A friend took me along to a Peoples Temple service at a big old church in Alvarado Street. I was never much one for church but there was so much joy and hope in that place, I was overwhelmed. And Martin loved it. He was singing along with the choir before long, being very musical just like his father. What really impressed me was the mix of peoples. The congregation was mostly black and coloured so they could never feel that they were a minority at the Peoples Temple. But there were plenty of white folks too. This was the sort of integration white liberals had been going on about for
years but had never made happen. And Jim Jones, the leader, had this incredible aura, full of righteous energy. A handsome man with Native Indian features: high cheekbones, jet-black hair. All the young members of the Peoples Temple called him Dad. He wore electric-blue robes and sunglasses.

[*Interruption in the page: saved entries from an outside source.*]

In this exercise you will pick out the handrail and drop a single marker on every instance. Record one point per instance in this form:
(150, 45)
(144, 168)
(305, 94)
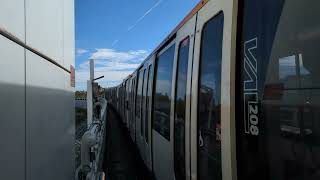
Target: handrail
(93, 147)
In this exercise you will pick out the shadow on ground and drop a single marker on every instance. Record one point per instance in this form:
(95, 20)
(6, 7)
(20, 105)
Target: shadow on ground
(122, 160)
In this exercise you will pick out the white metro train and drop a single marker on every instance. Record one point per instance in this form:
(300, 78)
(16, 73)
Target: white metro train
(232, 93)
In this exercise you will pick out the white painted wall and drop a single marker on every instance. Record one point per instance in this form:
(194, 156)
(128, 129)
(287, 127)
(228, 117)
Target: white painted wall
(12, 17)
(12, 111)
(37, 101)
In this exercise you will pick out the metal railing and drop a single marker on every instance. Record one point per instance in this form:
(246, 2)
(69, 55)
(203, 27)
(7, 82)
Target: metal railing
(93, 146)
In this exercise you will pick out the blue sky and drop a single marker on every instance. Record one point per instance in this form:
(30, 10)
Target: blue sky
(120, 34)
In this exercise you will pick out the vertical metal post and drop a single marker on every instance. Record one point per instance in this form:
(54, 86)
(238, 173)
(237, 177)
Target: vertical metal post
(90, 94)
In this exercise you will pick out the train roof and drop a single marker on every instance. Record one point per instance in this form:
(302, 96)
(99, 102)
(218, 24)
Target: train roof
(172, 34)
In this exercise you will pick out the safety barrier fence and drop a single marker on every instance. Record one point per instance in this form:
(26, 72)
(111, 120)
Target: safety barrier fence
(93, 145)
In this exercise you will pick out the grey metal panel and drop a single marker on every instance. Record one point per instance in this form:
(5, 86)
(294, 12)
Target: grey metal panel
(12, 110)
(12, 17)
(50, 121)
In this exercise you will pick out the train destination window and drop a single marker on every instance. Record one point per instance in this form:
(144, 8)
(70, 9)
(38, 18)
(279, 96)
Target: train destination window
(162, 95)
(209, 121)
(180, 110)
(148, 100)
(279, 130)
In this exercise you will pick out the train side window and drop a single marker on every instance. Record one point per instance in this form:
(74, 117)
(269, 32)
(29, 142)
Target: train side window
(280, 43)
(162, 94)
(149, 94)
(143, 106)
(139, 94)
(209, 121)
(180, 110)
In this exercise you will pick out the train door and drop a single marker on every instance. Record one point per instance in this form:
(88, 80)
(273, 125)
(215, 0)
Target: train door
(278, 129)
(139, 128)
(182, 87)
(147, 117)
(162, 132)
(126, 103)
(212, 131)
(143, 113)
(133, 110)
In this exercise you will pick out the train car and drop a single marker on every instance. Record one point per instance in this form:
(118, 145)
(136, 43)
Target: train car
(232, 93)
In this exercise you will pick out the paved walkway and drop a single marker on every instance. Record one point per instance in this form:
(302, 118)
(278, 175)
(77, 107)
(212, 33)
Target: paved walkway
(122, 161)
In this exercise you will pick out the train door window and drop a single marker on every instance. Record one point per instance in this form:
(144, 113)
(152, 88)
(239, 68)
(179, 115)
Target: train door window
(209, 129)
(279, 129)
(180, 110)
(143, 102)
(148, 100)
(162, 95)
(139, 94)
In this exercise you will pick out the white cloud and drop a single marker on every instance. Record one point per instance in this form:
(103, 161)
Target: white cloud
(81, 51)
(145, 14)
(112, 64)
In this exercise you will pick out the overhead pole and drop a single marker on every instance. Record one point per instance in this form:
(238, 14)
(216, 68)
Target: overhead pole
(90, 93)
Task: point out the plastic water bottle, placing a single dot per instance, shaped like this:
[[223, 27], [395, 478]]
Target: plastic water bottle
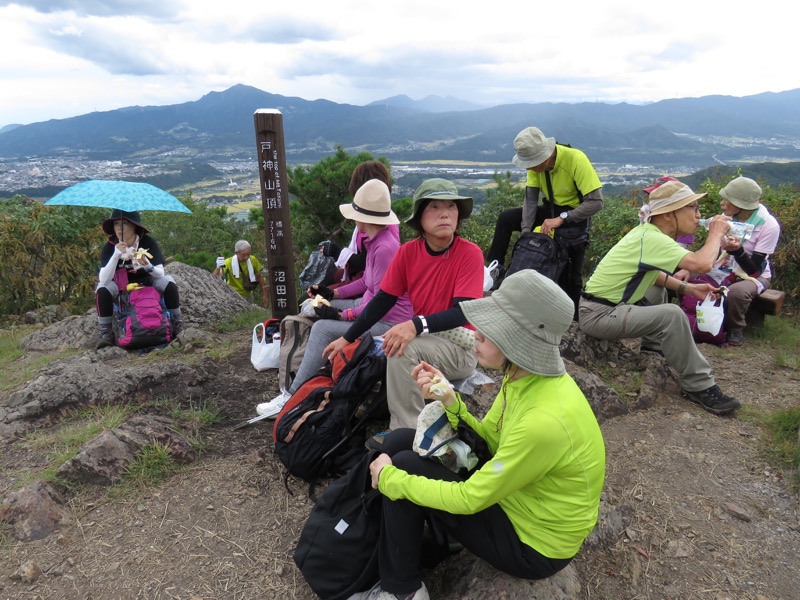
[[740, 231]]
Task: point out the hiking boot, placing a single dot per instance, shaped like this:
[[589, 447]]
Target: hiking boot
[[735, 337], [713, 400], [651, 349], [274, 406], [376, 441], [378, 593], [105, 340]]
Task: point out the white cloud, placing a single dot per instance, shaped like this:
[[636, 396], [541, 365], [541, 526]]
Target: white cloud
[[69, 57]]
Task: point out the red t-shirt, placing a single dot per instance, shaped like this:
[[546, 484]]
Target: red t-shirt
[[433, 281]]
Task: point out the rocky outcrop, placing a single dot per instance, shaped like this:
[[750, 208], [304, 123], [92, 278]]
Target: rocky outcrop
[[89, 379], [34, 512], [103, 460]]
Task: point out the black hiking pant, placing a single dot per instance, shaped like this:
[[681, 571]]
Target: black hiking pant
[[488, 534]]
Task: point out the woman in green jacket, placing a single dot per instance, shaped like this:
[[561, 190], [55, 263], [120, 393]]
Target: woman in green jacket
[[528, 509]]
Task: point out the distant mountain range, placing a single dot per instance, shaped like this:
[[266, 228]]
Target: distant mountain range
[[690, 132]]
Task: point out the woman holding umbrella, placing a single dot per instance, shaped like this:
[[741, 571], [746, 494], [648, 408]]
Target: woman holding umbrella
[[131, 250]]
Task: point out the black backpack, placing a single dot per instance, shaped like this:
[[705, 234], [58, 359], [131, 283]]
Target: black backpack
[[540, 252], [338, 547], [317, 433]]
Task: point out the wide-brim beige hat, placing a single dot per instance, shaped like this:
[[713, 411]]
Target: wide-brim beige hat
[[526, 319], [440, 189], [743, 193], [371, 204], [671, 196], [532, 148]]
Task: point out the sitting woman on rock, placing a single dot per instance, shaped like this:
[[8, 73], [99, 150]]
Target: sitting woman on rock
[[131, 249], [371, 210], [438, 270], [529, 508]]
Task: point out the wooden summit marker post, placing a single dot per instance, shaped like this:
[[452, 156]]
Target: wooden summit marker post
[[275, 203]]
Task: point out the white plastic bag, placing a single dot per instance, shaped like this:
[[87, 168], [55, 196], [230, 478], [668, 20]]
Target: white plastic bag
[[307, 309], [264, 355], [488, 282], [710, 315], [436, 438]]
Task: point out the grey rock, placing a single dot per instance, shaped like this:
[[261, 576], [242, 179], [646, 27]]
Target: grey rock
[[466, 577], [34, 512], [103, 460]]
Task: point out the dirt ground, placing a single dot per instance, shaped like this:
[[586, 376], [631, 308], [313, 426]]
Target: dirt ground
[[709, 517]]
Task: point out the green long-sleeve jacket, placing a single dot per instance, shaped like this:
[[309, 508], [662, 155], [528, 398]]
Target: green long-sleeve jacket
[[546, 471]]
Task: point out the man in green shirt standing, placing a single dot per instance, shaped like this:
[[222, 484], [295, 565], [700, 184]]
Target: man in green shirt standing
[[571, 193], [242, 271], [626, 296]]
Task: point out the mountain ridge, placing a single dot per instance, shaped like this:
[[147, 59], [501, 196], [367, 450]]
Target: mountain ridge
[[692, 132]]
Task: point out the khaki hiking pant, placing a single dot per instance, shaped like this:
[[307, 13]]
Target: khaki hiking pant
[[661, 325], [740, 295], [404, 399]]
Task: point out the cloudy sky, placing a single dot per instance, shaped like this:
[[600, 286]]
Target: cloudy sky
[[62, 58]]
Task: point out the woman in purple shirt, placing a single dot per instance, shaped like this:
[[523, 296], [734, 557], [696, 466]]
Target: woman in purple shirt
[[371, 210]]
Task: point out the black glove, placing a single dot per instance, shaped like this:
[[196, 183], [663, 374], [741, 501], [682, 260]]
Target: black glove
[[323, 291], [327, 312]]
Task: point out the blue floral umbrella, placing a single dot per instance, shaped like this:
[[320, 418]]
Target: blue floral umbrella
[[125, 195]]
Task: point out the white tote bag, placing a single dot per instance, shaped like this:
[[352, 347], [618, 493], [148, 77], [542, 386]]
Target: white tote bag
[[710, 314], [265, 355]]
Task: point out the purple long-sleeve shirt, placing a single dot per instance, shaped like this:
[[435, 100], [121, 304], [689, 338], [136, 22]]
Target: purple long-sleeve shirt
[[380, 251]]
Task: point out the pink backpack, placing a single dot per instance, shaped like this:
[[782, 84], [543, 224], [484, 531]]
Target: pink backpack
[[141, 319]]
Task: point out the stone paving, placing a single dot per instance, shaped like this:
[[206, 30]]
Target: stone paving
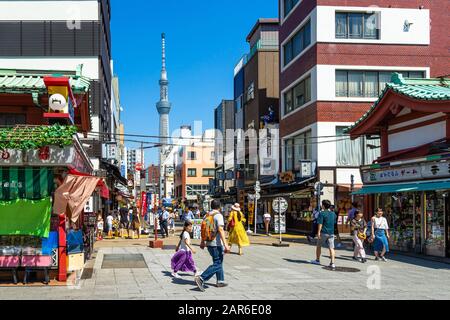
[[264, 272]]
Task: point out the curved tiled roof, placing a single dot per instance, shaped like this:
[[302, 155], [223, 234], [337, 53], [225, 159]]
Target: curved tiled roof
[[419, 89]]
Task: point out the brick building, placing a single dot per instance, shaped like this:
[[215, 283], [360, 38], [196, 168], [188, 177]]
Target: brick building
[[335, 59]]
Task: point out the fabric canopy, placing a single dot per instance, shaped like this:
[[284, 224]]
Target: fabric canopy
[[404, 187], [25, 217], [73, 195]]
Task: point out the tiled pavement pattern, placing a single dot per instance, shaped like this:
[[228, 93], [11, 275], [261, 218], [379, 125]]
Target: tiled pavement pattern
[[264, 272]]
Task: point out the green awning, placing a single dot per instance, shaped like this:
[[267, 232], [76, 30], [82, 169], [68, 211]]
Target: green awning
[[404, 187], [25, 217]]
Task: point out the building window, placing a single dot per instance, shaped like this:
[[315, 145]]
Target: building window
[[192, 155], [298, 95], [195, 190], [298, 148], [297, 44], [367, 84], [356, 152], [288, 5], [357, 25], [12, 119], [208, 172]]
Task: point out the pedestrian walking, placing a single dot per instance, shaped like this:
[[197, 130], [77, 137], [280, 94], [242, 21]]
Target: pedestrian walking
[[380, 235], [359, 229], [213, 238], [123, 214], [325, 233], [336, 229], [136, 223], [237, 234], [267, 219], [183, 260], [100, 225], [109, 222], [164, 222]]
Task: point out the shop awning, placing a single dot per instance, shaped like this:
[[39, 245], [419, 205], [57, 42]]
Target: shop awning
[[404, 187]]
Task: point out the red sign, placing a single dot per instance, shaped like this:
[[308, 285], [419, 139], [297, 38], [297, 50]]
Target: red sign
[[144, 203]]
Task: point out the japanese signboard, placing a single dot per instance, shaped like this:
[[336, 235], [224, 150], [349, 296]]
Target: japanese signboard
[[420, 171]]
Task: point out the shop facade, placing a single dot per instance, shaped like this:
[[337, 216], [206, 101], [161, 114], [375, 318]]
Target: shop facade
[[410, 181]]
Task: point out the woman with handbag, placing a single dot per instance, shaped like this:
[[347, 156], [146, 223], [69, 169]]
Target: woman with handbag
[[359, 228], [236, 230], [380, 235]]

He and his wife Marceline had experiences I could share. They have what they call their ‘rainbow family’ with Korean and coloured children. They were the first white couple in the state of Indiana to adopt a black child. Marceline told me that she had been spat on in the street when she had carried him as a baby.
So after a while we got on a Peoples Temple bus and came to San Francisco. I’m glad to have left LA behind. I really do believe it’s where the devil lives. It’s certainly a city that promises heaven and gives you hell. Me and Martin are having a much better time up here. We spent a summer in the commune in Redwood Valley. It was pure joy to see my son run free in the countryside.
It’s 1977 now and I feel that we’re at the start of a new beginning. Martin has been listening to a lot of reggae recently and he tells me that there is a Rastafarian prophecy that great changes will come the year that the two sevens clash.
A spacecraft called Voyager has just been launched. It will visit the planets and eventually leave the solar system and in thousands and thousands of years’ time it may reach another star. On it is a long-playing record of pure gold that has music from earth: Beethoven, Mozart, Chuck Berry. It also has recorded voices in different languages sending greetings to whoever might be out there.